Below is the specific result you will attempt to reproduce (quoted directly from the results section of Study 1):
We next tested our primary hypothesis that participants would be more reluctant to reject the unattractive date when they believed the situation to be real rather than hypothetical. Only 10 of the 61 participants in the hypothetical condition chose to exchange contact information with the unattractive potential date (16%). In contrast, 26 of the 71 participants in the real condition chose to exchange contact information (37%).

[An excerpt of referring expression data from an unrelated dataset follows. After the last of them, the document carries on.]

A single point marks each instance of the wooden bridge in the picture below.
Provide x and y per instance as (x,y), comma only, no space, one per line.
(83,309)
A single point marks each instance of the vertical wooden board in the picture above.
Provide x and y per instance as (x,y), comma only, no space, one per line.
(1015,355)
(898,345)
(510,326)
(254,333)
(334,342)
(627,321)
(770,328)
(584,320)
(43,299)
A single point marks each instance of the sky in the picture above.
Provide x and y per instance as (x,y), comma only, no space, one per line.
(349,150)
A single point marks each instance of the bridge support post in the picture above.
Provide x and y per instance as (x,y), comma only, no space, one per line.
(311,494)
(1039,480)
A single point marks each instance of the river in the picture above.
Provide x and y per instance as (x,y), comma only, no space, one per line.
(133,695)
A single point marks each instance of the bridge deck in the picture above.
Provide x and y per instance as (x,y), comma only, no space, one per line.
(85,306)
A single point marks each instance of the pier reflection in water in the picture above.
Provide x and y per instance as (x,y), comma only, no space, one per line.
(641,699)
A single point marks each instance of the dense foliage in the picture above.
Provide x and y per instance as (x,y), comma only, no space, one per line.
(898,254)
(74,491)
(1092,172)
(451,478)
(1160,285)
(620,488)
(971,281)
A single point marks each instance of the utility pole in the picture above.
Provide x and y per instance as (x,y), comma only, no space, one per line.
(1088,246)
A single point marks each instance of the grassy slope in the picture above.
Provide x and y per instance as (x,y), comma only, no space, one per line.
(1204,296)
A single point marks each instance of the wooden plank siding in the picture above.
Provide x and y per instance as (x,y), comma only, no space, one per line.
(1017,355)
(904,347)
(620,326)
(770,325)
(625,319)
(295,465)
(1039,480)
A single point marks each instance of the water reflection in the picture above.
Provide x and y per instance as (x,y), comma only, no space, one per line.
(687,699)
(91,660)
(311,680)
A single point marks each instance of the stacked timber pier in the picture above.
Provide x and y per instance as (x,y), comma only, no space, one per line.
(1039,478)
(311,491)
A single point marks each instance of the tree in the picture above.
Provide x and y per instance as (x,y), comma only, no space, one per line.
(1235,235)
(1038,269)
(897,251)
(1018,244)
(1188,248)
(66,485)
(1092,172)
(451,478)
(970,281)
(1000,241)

A chi-square test of independence indicated that participants were significantly less likely to reject the unattractive potential date in the real condition compared with the hypothetical condition, X^2(1, N = 132) = 6.77, p = .009.
library(tidyverse) # for data munging
library(knitr) # for kable table formating
library(haven) # import and export 'SPSS', 'Stata' and 'SAS' Files
library(readxl) # import excel files
# #optional packages:
# library(broom)
# library(labelled)# converts SPSS's labelled to R's factor
# Just Study 1
d <- read_sav('data/Empathy Gap Study 1 data.sav')
d <- d %>% #changing condition and dv labels, and turning them into factors
select(condition, exchangeinfo) %>%
mutate(condition = case_when(condition == 0 ~ "hypothetical",
condition == 1 ~ "real")) %>%
mutate(exchangeinfo = case_when(exchangeinfo == 1 ~ "exchange",
exchangeinfo == 2 ~ "dontexchange")) %>%
mutate(condition = as.factor(condition)) %>%
mutate(exchangeinfo = as.factor(exchangeinfo))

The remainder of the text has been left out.